Re: [PATCH v2 00/21] object_id part 7

2017-03-28 Thread Jeff King
On Tue, Mar 28, 2017 at 12:40:29PM -0700, Junio C Hamano wrote:

> > Here's that minor tweak, in case anybody is interested. It's less useful
> > without that follow-on that touches "eol" more, but perhaps it increases
> > readability on its own.
> 
> Yup, the only thing that the original (with Brian's fix) appears to
> be more careful about is it tries very hard to avoid setting boc
> past eoc.  As we are not checking "boc != eoc" but doing the
> comparison, that "careful" appearance does not give us any benefit
> in practice, other than having to do an extra "eol ? eol+1 : eoc";
> the result of this patch is easier to read.
> 
> By the way, eoc is "one past the end" of the array that begins at
> boc, so setting a pointer to eoc+1 may technically be in violation.
> I do not know how much it matters, though ;-)

I think that is OK. We are reading a strbuf, so eoc must either be the
first character of the PGP signature, or the terminating NUL if there
was no signature block[1]. So it's actually _inside_ the array, and
eoc+1 is our "one past".

-Peff

[1] Arguably we should bail when parse_signature() does not find a PGP
signature at all. We already bail with "malformed push certificate"
when there are other syntactic anomalies.


Re: [PATCH v2 00/21] object_id part 7

2017-03-28 Thread Junio C Hamano
Jeff King  writes:

> Here's that minor tweak, in case anybody is interested. It's less useful
> without that follow-on that touches "eol" more, but perhaps it increases
> readability on its own.

Yup, the only thing that the original (with Brian's fix) appears to
be more careful about is it tries very hard to avoid setting boc
past eoc.  As we are not checking "boc != eoc" but doing the
comparison, that "careful" appearance does not give us any benefit
in practice, other than having to do an extra "eol ? eol+1 : eoc";
the result of this patch is easier to read.
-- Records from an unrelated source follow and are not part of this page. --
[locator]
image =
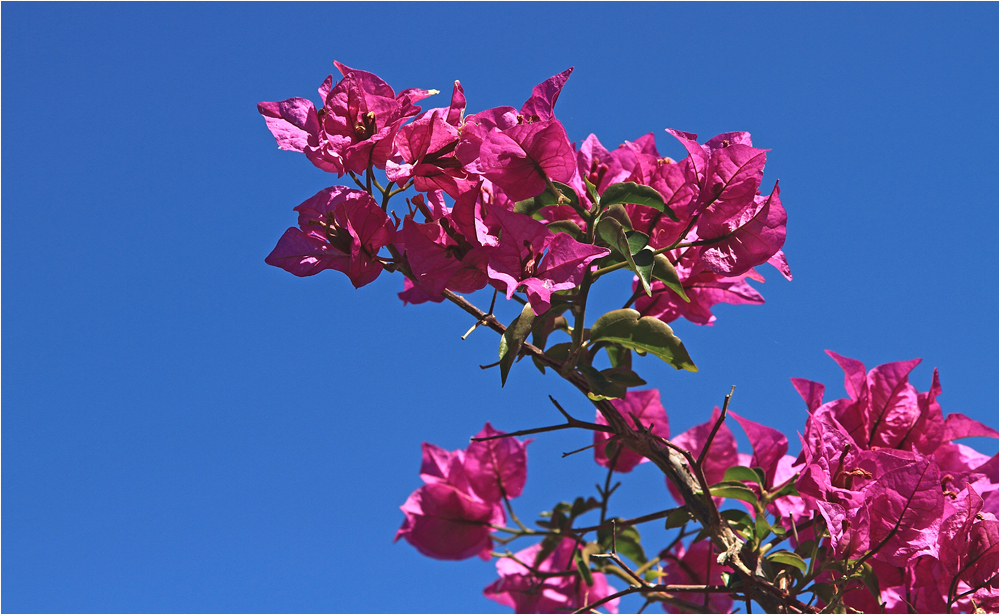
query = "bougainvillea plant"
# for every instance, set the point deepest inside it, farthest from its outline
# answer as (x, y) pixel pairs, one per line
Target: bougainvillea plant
(882, 511)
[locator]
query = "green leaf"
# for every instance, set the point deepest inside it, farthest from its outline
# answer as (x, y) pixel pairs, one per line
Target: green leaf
(762, 529)
(630, 192)
(618, 213)
(743, 474)
(645, 334)
(601, 387)
(592, 191)
(789, 559)
(610, 448)
(627, 541)
(824, 591)
(532, 206)
(513, 339)
(663, 270)
(619, 356)
(743, 522)
(677, 517)
(636, 239)
(610, 231)
(623, 376)
(589, 549)
(644, 261)
(581, 506)
(549, 544)
(569, 227)
(734, 490)
(552, 320)
(805, 548)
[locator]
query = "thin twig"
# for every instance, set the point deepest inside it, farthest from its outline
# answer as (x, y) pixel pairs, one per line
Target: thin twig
(715, 428)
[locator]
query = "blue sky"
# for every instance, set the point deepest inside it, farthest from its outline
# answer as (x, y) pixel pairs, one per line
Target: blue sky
(188, 429)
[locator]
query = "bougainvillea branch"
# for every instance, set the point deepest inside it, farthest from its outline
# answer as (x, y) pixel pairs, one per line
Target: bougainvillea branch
(881, 511)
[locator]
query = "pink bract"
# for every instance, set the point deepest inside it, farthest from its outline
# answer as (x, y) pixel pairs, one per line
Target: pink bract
(339, 228)
(526, 593)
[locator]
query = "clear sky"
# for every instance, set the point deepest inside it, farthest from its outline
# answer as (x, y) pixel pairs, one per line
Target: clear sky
(188, 429)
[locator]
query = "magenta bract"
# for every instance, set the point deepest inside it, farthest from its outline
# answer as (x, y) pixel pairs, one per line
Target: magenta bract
(339, 228)
(526, 593)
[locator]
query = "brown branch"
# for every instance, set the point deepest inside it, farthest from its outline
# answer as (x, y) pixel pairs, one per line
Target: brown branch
(715, 428)
(679, 466)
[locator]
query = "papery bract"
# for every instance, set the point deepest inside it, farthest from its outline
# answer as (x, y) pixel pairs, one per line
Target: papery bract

By the way, eoc is "one past the end" of the array that begins at
boc, so setting a pointer to eoc+1 may technically be in violation.
I do not know how much it matters, though ;-)

> -- >8 --
> Subject: [PATCH] receive-pack: simplify eol handling in cert parsing
>
> The queue_commands_from_cert() function wants to handle each
> line of the cert individually. It looks for "\n" in the
> to-be-parsed bytes, and special-cases each use of eol (the
> end-of-line variable) when we didn't find one.  Instead, we
> can just set the end-of-line variable to end-of-cert in the
> latter case.
>
> For advancing to the next line, it's OK for us to move our
> pointer past end-of-cert, because our loop condition just
> checks for pointer inequality. And it doesn't even violate
> the ANSI C "no more than one past the end of an array" rule,
> because we know in the worst case we've hit the terminating
> NUL of the strbuf.
>
> Signed-off-by: Jeff King 
> ---
>  builtin/receive-pack.c | 6 --
>  1 file changed, 4 insertions(+), 2 deletions(-)
>
> diff --git a/builtin/receive-pack.c b/builtin/receive-pack.c
> index 5d9e4da0a..58de2a1a9 100644
> --- a/builtin/receive-pack.c
> +++ b/builtin/receive-pack.c
> @@ -1524,8 +1524,10 @@ static void queue_commands_from_cert(struct command 
> **tail,
>  
>   while (boc < eoc) {
>   const char *eol = memchr(boc, '\n', eoc - boc);
> - tail = queue_command(tail, boc, eol ? eol - boc : eoc - boc);
> - boc = eol ? eol + 1 : eoc;
> + if (!eol)
> + eol = eoc;
> + tail = queue_command(tail, boc, eol - boc);
> + boc = eol + 1;
>   }
>  }


Re: [PATCH v2 00/21] object_id part 7

2017-03-28 Thread Jeff King
On Tue, Mar 28, 2017 at 01:35:36PM -0400, Jeff King wrote:

> I thought I'd knock this out quickly before I forgot about it. But it
> actually isn't so simple.
> 
> The main caller in read_head_info() does indeed just pass strlen(line)
> as the length in each case. But the cert parser really does need us to
> respect the line length. So we either have to pass it in, or tie off the
> string.
> 
> The latter looks something like the patch below (on top of a minor
> tweak around "eol" handling). It's sufficiently ugly that it may not
> count as an actual cleanup, though. I'm OK if we just drop the idea.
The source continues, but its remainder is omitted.